Is it possible to retry failing specs on another worker? #157

MarkyMarkMcDonald · 2021-08-17T14:36:58Z

We use rspec-retry to deal with flakey browser specs. Unfortunately we're currently running into an issue where firefox / selenium / geckodriver crashes and is unrecoverable (we believe it's related to docker memory / too many file handles). All the retry attempts of the spec fail, and any further specs that use the browser also fail.

We're working towards solving the underlying issue, but is there a mechanism with knapsack to retry failed specs on another worker?

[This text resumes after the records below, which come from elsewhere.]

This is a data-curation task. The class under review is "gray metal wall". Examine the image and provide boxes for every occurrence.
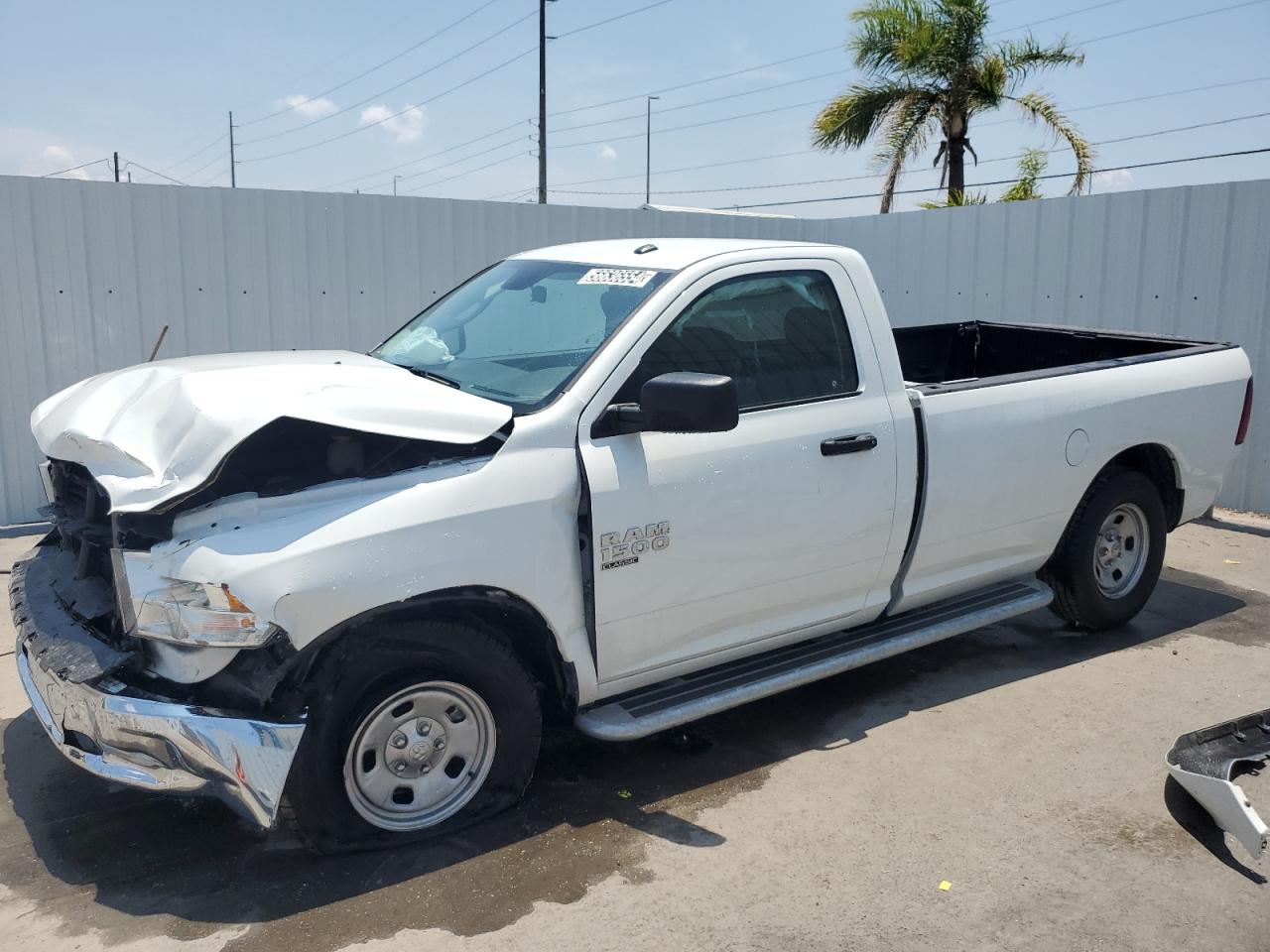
[0,177,1270,525]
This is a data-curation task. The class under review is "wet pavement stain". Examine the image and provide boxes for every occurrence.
[0,572,1270,952]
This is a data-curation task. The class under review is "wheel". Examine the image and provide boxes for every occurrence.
[1040,470,1167,631]
[280,622,543,853]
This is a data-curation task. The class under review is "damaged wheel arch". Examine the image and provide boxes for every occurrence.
[273,585,577,722]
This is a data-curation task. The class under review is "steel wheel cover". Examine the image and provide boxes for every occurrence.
[1093,503,1151,598]
[344,680,496,831]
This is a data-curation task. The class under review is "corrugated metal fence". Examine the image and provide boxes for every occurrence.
[0,177,1270,523]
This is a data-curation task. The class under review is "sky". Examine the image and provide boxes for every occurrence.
[0,0,1270,217]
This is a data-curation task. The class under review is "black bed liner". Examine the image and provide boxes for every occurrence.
[894,321,1234,393]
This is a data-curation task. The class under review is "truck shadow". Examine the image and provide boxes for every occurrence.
[0,572,1249,952]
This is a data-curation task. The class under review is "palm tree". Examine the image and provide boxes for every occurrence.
[917,149,1049,210]
[813,0,1093,213]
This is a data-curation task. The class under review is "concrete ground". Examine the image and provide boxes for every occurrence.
[0,511,1270,952]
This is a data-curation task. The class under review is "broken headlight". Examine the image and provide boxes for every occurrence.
[113,549,273,648]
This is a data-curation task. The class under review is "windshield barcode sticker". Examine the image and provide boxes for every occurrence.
[577,268,657,289]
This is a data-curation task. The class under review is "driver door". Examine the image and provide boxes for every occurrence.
[579,260,895,689]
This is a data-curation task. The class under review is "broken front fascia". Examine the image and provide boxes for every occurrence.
[1166,710,1270,860]
[31,350,512,513]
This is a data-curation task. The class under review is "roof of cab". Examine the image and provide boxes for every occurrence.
[512,237,825,271]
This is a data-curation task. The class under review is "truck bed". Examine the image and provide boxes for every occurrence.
[894,321,1233,391]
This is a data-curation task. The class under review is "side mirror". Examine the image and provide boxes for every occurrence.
[590,371,740,438]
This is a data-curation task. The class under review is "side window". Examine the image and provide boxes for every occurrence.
[617,272,860,410]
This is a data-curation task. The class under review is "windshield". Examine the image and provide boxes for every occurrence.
[371,258,671,414]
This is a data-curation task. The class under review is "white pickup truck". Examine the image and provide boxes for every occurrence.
[12,239,1252,851]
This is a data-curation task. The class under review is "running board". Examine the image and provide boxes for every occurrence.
[574,579,1054,740]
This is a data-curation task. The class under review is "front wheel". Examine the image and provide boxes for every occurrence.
[281,622,543,853]
[1040,471,1167,631]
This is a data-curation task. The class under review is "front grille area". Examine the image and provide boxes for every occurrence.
[41,459,113,588]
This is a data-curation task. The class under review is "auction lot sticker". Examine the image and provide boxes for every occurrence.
[577,268,657,289]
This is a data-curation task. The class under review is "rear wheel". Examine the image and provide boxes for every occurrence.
[281,622,543,853]
[1040,470,1167,631]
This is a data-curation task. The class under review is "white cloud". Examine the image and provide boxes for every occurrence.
[1093,169,1133,191]
[358,103,428,142]
[19,146,95,181]
[277,95,339,119]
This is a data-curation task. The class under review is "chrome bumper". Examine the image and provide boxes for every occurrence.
[10,549,305,829]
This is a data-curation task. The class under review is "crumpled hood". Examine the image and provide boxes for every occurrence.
[31,350,512,513]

We've had a few other issues that have caused an entire worker to be inoperable (like postgres crashing and specs not waiting for it to recover), so I think this is applicable to more than just our current issue.

ArturT · 2021-08-17T17:30:12Z

Hi @MarkyMarkMcDonald

is there a mechanism with knapsack to retry failed specs on another worker?

No.

Even if there was such a mechanism there might be edge cases. When could we consider that all parallel jobs completed work properly? Let's say you have a problematic CI job that has the firefox process failing and you can't run tests there. Let's say tests are put back in the Queue in knapsack_pro Queue Mode so that other parallel CI jobs can consume it.
But it's possible that all jobs processed the tests at a similar time as the problematic CI job failed and there will be no available parallel jobs ready to pick up the tests from the problematic CI job.

Most likely there are ways to solve this edge case and maybe force CI jobs to wait for some time till all test files are acknowledge by CI jobs so that we know all jobs executed tests.

There would be also edge case when tests are not acknowledge by CI jobs and we would have to handle that as well - maybe with some time out.

Probably there are more edge cases we need to consider as well. These are some on the top of my head.

Most likely there is no simple solution right a way to handle this. We would have to collect more feedback from other users if they would find it useful to auto-assign tests to other jobs when the CI job can't run tests and then try to find a simple solution as possible to avoid edge cases.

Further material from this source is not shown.